Telegraph Media Group Limited
- Trade name: TMG
- Type: Subsidiary
- Industry: Mass media
- Founded: 1948; 78 years ago
- Headquarters: London, England, UK
- Products: Newspapers and websites
- Revenue: £196 million (2024)
- Operating income: £23.8 million (2024)
- Total assets: £509 million (2024)
- Parent: Axel Springer SE
- Subsidiaries: The Daily Telegraph; The Sunday Telegraph;
- Website: corporate.telegraph.co.uk

= Telegraph Media Group =

British newspaper company

Telegraph Media Group Limited (TMG; previously the Telegraph Group) is a multimedia news company that publishes daily and weekly publications in printed and electronic formats and owns The Daily Telegraph, The Sunday Telegraph and The Chelsea Magazine Company. These publications cover politics, obituaries, sports, finance, lifestyle, travel, health, culture, technology, fashion, and automobiles. Beginning in 2023, the group had been seeking new ownership, with Axel Springer SE announcing they had agreed to acquire the group, in March 2026.

The group and its publications have historically aligned with the Conservative Party and TMG are considered to be right-leaning. The audience of The Telegraph according to YouGov skews male and to older age groups, is affluent and its readers are more likely to vote for the Conservative Party, in comparison to averages across other UK newspaper brands.

== History ==
The Berry family were involved in the ownership of the groups companies since 1928. When the group ran into difficulties in 1985, Lord Hartwell sold the business to Conrad Black. It was widely reported that the Berry family attempted to regain control of the group in 2004, via a consortium that included Daily Mail, General Trust and private equity firm Cinven, however later reports suggested that the family were not involved in the unsuccessful bid.

David and Frederick Barclay acquired the group on 30 July 2004 from Hollinger Inc. of Toronto, Canada, the newspaper group controlled by Conrad Black, after months of bidding and lawsuits. The ownership structure of the group under the control of the Barclay brothers was complex, with them being owned by a company based in Jersey, which was owned by Bermuda-based B.UK, a subsidiary of Penultimate Investments Holdings, based in the British Virgin Islands.

In 2015, TMG's operating profit was £51 million. According to unaudited accounts, profits before tax were £47 million, and turnover for the 53 weeks up to 3 January 2016 was £319 million. These figures indicated an increase from 2014 levels.

Nick Hugh joined TMG as Chief Executive Officer in 2016, from Yahoo.

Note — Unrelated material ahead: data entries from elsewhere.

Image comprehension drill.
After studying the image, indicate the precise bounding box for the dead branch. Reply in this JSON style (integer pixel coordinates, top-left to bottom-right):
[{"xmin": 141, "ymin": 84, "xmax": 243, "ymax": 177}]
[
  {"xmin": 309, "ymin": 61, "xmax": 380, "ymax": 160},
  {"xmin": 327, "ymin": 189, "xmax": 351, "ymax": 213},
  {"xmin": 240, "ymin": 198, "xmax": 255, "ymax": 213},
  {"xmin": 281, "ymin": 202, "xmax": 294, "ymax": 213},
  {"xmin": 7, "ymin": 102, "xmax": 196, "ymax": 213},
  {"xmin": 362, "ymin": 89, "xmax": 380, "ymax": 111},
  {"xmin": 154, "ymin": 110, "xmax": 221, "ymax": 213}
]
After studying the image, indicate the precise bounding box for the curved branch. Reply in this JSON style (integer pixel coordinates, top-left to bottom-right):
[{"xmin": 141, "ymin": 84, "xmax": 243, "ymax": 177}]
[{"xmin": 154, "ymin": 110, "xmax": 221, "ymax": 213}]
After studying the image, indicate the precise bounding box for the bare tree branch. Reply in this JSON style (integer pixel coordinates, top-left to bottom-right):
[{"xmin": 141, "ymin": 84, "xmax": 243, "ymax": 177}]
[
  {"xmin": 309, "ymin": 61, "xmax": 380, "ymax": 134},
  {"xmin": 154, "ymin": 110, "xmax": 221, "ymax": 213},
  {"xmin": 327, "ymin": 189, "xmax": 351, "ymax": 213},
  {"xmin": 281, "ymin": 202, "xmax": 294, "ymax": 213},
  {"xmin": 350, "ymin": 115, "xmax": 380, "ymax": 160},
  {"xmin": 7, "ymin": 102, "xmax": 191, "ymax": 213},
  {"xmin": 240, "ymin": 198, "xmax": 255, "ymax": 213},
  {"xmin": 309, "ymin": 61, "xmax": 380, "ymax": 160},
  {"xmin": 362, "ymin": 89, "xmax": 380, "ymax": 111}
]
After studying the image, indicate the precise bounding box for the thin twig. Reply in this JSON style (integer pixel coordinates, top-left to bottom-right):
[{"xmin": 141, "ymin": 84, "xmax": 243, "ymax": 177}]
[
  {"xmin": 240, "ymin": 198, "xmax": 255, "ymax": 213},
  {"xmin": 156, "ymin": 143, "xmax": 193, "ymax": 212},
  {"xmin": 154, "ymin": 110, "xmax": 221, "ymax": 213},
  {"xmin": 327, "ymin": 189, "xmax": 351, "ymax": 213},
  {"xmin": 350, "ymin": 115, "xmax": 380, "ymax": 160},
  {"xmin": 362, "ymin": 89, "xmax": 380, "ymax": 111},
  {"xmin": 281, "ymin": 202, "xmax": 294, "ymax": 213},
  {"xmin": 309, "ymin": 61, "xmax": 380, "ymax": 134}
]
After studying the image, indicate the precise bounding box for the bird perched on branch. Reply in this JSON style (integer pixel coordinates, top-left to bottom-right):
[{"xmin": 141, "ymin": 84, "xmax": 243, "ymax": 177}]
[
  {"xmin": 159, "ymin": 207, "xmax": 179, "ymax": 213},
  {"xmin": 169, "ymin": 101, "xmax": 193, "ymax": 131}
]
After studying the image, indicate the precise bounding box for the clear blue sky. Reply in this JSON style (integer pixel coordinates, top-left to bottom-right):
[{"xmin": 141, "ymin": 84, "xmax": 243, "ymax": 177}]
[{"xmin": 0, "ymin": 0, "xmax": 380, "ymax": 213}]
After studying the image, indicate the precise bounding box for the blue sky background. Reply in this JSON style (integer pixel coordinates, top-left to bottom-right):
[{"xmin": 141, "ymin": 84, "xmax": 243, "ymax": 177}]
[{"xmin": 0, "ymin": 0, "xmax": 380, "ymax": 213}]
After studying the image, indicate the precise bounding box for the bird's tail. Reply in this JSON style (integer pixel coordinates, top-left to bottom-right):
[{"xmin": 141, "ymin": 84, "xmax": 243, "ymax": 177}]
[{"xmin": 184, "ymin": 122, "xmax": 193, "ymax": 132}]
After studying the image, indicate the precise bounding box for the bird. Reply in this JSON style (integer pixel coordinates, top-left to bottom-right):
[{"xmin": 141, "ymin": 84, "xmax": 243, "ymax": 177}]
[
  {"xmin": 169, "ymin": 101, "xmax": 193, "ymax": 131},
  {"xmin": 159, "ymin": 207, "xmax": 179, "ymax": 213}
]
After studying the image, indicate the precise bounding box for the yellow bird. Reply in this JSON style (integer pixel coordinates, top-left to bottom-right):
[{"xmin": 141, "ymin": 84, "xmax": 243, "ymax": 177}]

The group pursued a "reader first" strategy, seeking to increase subscriptions and maintain a focus on editorial aspects, whilst outsourcing production and advertising. By 2022, the groups revenue was £254 million, with annual profits of £40 million.

In 2023, TMG acquired The Chelsea Magazine Company, publisher of magazines including The English Home, Artists and Illustrators and Classic Boat. In the same year, the company reached a milestone having achieved over 1 million subscribers.

In June 2023, the group was put up for sale after B.UK entered receivership. The Barclay family had amassed debts of £1 billion and Lloyds Banking Group effectively repossessed TMG. Howard and Aidan Barclay were removed as directors. The debt owed to Lloyds Banking Group was subsequently settled. The group made a loss of £244 million in 2023, despite an otherwise good financial performance, due to loans paid to the Barclay family. By year ending 2024, revenue was £196 million, with a profit of £23.8 million.

Investment firm RedBird Capital Partners announced plans to purchase the publisher for £500 million in May 2025, but the deal collapsed in November 2025. Senior editorial staff at The Telegraph had voiced concerns about the acquisition, as had the UK government in terms of foreign state ownership of media in the UK.

Daily Mail and General Trust agreed to buy TMG for £500 million in November 2025. The Competition and Markets Authority subsequently launched an inquiry into the acquisition, due to competition and public interest concerns. Shortly after the probe was initiated, in March 2026, it was announced that Axel Springer had agreed to purchase TMG, increasing the amount offered by Daily Mail and General Trust by £75 million, to £575 million. Axel Springer had previously shown an interest in purchasing the group in 2004.